We use function cv_ZIPFA() to conduct the zero inflated Poisson factor analysis.

  % do cross validation with parallel computing (rank = 1 to 6)
[cvsample,CVlikelihood]=cv_ZIPFA(X,1:6,10,'Madj',false,'parallel',true,'display',false);

>> CVlikelihood
CVlikelihood =
   1.0e+04 *

   -1.0287   -0.6793   -0.5317   -0.5344   -0.5388   -0.5424
   -1.0197   -0.6900   -0.5349   -0.5358   -0.5408   -0.5444
   -0.9696   -0.6647   -0.5375   -0.5401   -0.5413   -0.5467
   -0.9850   -0.6799   -0.5353   -0.5372   -0.5397   -0.5449
   -1.0299   -0.6749   -0.5445   -0.5477   -0.5517   -0.5566
   -1.0214   -0.6972   -0.5371   -0.5398   -0.5414   -0.5451
   -1.0065   -0.6922   -0.5475   -0.5494   -0.5511   -0.5634
   -1.0336   -0.6848   -0.5390   -0.5410   -0.5447   -0.5474
   -0.9873   -0.6726   -0.5384   -0.5396   -0.5437   -0.5458
   -1.0184   -0.6700   -0.5411   -0.5431   -0.5463   -0.5515

>> median(CVlikelihood)
ans =
   1.0e+04 *

   -1.0191   -0.6796   -0.5380   -0.5400   -0.5426   -0.5462

Each row in ‘CVlikelihood’ represents the CV likelihood of one fold and each column is for specified rank (from 1 to 6). The median CV likelihood reaches its maximum value when rank equals to 3 in Figure 3, which is the rank we used to generate the simulation data.

Usage of cv_ZIPFA():

  [cvsample,Allres] = cv_ZIPFA (X, k)

  [cvsample,Allres] = cv_ZIPFA (X, k, fold, tau)

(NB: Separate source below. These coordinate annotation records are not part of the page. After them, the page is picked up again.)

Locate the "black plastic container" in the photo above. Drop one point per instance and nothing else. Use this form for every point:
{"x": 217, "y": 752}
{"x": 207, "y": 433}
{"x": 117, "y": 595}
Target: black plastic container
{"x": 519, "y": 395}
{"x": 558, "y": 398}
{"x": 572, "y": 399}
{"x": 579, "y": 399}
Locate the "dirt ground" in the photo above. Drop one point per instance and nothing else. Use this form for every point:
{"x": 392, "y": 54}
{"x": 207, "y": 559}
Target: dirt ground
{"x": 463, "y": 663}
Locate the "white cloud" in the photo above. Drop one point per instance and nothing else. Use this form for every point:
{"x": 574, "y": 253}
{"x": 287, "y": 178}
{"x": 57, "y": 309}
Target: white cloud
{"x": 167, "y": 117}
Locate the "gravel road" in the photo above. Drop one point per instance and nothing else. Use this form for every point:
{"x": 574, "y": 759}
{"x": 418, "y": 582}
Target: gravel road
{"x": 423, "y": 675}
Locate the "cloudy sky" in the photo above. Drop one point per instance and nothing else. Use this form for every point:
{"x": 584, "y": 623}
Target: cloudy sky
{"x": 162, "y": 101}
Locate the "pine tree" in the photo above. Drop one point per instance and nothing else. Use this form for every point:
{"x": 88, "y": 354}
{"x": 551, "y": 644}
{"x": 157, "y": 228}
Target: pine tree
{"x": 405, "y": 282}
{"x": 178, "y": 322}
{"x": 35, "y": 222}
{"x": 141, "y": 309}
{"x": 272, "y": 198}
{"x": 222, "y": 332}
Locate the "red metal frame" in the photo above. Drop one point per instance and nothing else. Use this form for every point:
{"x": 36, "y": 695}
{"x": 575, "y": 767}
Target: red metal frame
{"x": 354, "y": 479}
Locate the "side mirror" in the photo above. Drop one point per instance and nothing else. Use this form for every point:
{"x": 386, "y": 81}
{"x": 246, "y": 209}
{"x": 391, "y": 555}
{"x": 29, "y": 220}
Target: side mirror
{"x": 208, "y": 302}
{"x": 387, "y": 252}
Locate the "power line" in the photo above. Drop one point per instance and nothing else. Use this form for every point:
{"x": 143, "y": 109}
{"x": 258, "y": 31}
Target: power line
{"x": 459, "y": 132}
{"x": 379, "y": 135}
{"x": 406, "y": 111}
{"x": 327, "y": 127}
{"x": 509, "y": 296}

  [cvsample,Allres] = cv_ZIPFA (X, k, ‘cut’, 1)

  [cvsample,Allres] = cv_ZIPFA (X, k, ‘display’, false, ‘savemat’, true, …)

– X: The matrix to be decomposed.
– k: The number of factors. It can be a vector.
– fold (10): The number of folds used in cross validation.
– tau (0.1): The initial guess for tau.
– ‘cut’ (0.8): Whether to delete columns that has more than 100(‘cut’)% zeros. ‘Cut’ = 1, if no filtering.
– ‘tolLnlikelihood’ (5e-4): The max percentage of log likelihood differences in two iterations.
– ‘iter’ (20): Max iterations.
– ‘tol’ (1e-4): Percentage of l2 norm change of [tau beta] in ZIP regression.
– ‘maxiter’ (100): Max iterations in ZIP regression.
– ‘initialtau’ (‘iteration’): Choose the initial value of tau at the beginning of EM iteration in ZIP regression.
      ‘stable’: estimate tau from fitted beta in last round;
      ‘initial’: always use the initially assigned tau in ‘tau’ or ‘initial’;
          Use the default tau = 0.1 if ‘initial’ is empty.
      ‘iteration’: use fitted tau in last round.
– ‘Madj’ (true): Whether adjust for relative library size M.
– ‘display’ (true): Display the fitting procedure. Info in ZIPFA will not be shown in ‘Parallel’ mode even ‘Display’ is true.
– ‘savemat’ (false): Whether to save ZIPFA results in all factor numbers and each
– ‘parallel’ (true): Use parallel toolbox to accelerate.

Figure 3. CV likelihood vs. number of ranks

The variable ‘cvsample’ in workspace is the assignment of each fold in the cross validation. cv_ZIPFA() generates ‘cvsample’ before it fits the model if there is no variable called ‘cvsample’ in the workspace.

You can also assign your own assignment of each fold like this:

  % create 'cvsample' for 10 folds
cvsample = repmat(1:10, 200*100/10,1);
cvsample = randsample(cvsample(:), 200*100);
cvsample = reshape(cvsample, 200, 100);

>> [~,CVlikelihood7]=cv_ZIPFA(X,7,10,'Madj',false,'display',false,'parallel',false);
Use existing cvsample!

The function will prompt that we are using the exsting ‘cvsample’.